The latter work is featured in his Musée d’Art Moderne, Département des Aigles (Museum of Modern Art, Department of Eagles), a traveling conceptual museum that Broodthaers developed between 1968 and 1971. Here we see a series of pamphlets and letters declaring his vision for the project that re-appropriates and mocks the museum as an institution. In one of his “décors,” or sets alluding to the privileged rooms of the bourgeoisie, titled “Un Jardin d’Hiver II” (“Winter Garden II,” 1974), he created a room of palm trees where pictures of exotic birds hang on the wall, alluding to the colonialist origins of museums.
Why eagles? We are brought back to a poem of his that opens the exhibition: “O sadness assent of wild ducks / Assault of birds at the forest granary / O Melancholy bitter castle of eagles.” As a MoMA label says, the eagle is “a bird that symbolizes autonomy and solitude, and which had come to represent the artist.” I cannot help but see his bitter castle as his attempt to establish some sense of authority, of payback for not earning the success he felt he deserved as a writer. Beneath his art lies a fervid will for and insistence on writing. In the video “La pluie (projet pour un texte),” we see him writing in a downpour, unfazed and triumphant.
In “La Salle blanche” (“The white room,” 1975) — another of his décors — Broodthaers recreates a room of his apartment and prints words associated with art-making, like “color,” “subjects,” “paper,” “shadow,” and “bright,” on the white walls and floors.
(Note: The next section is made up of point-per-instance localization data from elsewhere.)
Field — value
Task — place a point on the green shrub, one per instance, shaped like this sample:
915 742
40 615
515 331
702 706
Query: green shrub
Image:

The scene conjures the image of an artist in her room, as her thoughts about her art reflect and swim about her. Again, the implication here is that words are at the source of art — a message, in the end, that feels, at least for a viewer today, a little trite. I try once more to gaze over the words — “gallery, “black,” “figure,” “copy” — but I have trouble moving beyond their literal nature. I am, quite frankly, a little bored — they’re like the words AP Art History classes use to describe Western painting.
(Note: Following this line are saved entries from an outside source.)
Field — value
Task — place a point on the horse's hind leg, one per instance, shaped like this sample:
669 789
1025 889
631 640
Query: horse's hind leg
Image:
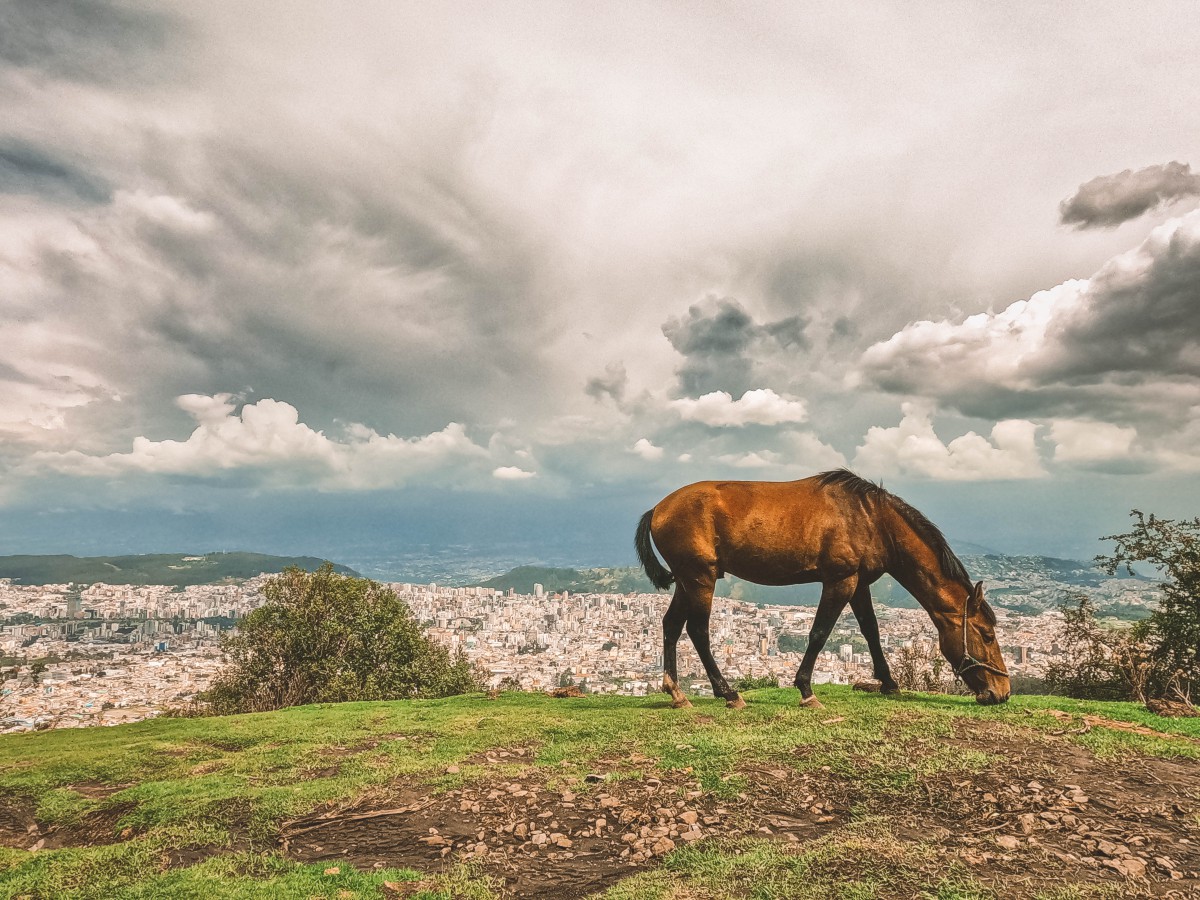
699 615
672 627
864 611
834 597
In an effort to get us thinking about art as more than objects, Broodthaers encases it with written language. But his words don’t always feel integrated into the artwork; rather, they speak at the art, to the image referenced. Perhaps, in this sense, he is more like a type of critic. Which brings us back to Flaubert and Berger: Do words and images, like oil and water, not mix? Perhaps it’s the words Broodthaers chose that make his works too literal and obvious, or his curmudgeonly tone that distracts them from their poetry. But, in the end, he probably should’ve stuck with words.